We are of the opinion that the offense of possession of stolen goods is distinct from the offense of receiving stolen goods. The statute defines these offenses in the disjunctive and, therefore, clearly reflects the congressional intent that there were to be distinct crimes. This construction is reasonable because in instances similar to the case at bar the long continued possession of goods may well allow circumstances to give rise to knowledge that the property had been stolen even though the original receipt of the goods may have been innocent.


Defendant's citations are not in point. Generally they point up the principle that the offense of receiving stolen goods requires proof of guilty knowledge at the time of the reception. See Wolf v. United States, 290 F. 738 (C.C.A.2, 1923). Gay v. United States, 408 F.2d 923 (8th Cir. 1969) deals with the offense of obtaining goods by fraud. Schaffer v. United States, 221 F.2d 17 (5th Cir. 1955) again emphasizes the necessity generally for proof of guilty knowledge.


Finally, defendant urges that the trial court failed to give favorable consideration to the defendant's character witnesses and was too much influenced by testimony of the accomplice. This argument fails to recognize that the basic undisputed circumstances are amply sufficient to establish the defendant's guilt. Indeed it can be said that the proof is overwhelming and thus it cannot be said that the trial court abused its discretion in adjudging defendant guilty.


We conclude from a careful reading of the record that there is no error substantial or insubstantial.
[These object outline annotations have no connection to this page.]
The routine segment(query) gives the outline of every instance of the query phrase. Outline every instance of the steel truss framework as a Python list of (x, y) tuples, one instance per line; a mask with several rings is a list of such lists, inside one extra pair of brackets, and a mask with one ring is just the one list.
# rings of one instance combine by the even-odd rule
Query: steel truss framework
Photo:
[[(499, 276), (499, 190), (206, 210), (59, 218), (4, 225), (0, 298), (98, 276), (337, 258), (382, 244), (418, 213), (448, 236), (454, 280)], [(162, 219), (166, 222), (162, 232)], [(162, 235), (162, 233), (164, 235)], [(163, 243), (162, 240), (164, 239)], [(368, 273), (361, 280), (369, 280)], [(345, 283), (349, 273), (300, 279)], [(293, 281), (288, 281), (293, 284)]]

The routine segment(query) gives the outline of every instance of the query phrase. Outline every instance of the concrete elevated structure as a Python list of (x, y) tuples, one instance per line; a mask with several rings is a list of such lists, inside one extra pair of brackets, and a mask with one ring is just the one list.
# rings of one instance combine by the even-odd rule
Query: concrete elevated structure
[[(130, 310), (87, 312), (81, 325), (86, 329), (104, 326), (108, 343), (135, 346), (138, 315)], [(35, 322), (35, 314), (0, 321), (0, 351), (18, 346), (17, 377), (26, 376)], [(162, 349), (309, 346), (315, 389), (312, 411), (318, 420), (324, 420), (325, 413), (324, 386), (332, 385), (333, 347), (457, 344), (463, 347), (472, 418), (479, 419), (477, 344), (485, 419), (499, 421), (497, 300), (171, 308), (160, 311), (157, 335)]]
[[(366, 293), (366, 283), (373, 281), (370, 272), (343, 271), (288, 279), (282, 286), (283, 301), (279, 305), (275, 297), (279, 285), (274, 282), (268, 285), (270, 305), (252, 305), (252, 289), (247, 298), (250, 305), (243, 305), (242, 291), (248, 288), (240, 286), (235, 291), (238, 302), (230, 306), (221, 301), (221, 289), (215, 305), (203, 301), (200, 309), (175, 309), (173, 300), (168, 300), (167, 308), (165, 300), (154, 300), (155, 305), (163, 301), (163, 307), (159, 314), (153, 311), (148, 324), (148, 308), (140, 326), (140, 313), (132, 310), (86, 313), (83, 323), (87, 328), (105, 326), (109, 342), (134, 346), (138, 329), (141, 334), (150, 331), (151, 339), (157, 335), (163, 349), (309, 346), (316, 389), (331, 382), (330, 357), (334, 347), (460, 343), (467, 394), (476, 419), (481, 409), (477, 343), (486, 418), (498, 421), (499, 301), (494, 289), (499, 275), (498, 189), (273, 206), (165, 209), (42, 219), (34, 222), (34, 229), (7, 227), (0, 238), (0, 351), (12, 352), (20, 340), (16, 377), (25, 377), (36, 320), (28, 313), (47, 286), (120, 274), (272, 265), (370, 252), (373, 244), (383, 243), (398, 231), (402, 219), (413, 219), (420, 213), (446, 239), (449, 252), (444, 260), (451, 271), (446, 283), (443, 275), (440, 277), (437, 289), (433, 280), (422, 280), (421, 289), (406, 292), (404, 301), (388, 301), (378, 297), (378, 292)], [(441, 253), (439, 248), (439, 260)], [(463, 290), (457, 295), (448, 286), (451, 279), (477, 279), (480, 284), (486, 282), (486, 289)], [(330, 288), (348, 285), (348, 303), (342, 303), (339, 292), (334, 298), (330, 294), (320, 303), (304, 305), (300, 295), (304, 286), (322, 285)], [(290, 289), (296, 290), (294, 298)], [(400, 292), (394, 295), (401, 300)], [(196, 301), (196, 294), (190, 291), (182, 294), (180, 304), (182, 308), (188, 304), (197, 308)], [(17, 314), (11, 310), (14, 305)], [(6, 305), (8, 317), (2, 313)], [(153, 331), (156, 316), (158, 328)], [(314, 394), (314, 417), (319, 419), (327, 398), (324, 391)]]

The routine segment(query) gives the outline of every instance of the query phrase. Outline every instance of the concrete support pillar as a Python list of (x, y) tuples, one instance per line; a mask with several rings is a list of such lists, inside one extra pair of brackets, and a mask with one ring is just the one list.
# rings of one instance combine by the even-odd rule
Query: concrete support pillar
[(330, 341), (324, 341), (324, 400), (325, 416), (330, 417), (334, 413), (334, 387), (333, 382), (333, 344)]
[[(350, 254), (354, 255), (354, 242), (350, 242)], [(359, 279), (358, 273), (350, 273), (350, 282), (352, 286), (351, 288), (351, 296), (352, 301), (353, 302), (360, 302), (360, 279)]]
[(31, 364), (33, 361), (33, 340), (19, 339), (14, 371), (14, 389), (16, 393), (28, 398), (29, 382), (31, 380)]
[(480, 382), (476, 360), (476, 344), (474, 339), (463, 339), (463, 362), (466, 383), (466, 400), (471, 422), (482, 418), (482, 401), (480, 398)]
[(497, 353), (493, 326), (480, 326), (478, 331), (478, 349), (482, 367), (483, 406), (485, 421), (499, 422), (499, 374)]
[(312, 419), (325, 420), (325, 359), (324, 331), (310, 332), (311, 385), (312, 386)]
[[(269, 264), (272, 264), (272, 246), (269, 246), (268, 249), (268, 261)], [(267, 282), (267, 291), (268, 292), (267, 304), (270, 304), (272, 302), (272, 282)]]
Accordingly, the judgment is affirmed.


Count 1 of the indictment charged:

"On or about June 14, 1969, in the District of Kansas, and within the jurisdiction of this Court,


unlawfully, wilfully and knowingly did have in their possession chattels of a value in excess of $100.00, to-wit: one Natural Somali Leopard Coat of the approximate value of $8,500.00; one Natural Let-out Ranch Mink Coat of the approximate value of $3,500.00; one Natural Ceruleau Grey Mink Jacket of the approximate value of $1,250.00; and one Black Dyed Swakara Broad Tail Jacket of the approximate value of $500.00, which had been embezzled, stolen and unlawfully taken and carried away while in the custody of REA express via Braniff Air Lines moving in interstate commerce from Tulsa, Oklahoma, to Kansas City, Missouri, and Edward Joseph Egnatic, Betty Koran and Ronald Francis Visnosky then knew the said chattels to have been stolen, all in violation of 18 U.S. [C.]A. 659 and 2." [sic]


Her explanation was that this was a loan and not a sale


See also 76 C.J.S. Receiving Stolen Goods Sec. 8, p. 12:

Where by statute it is made an offense both to receive and to have, or retain, in possession stolen goods, one may be convicted of the latter offense even though he acquired guilty knowledge that they were stolen subsequent to receiving them.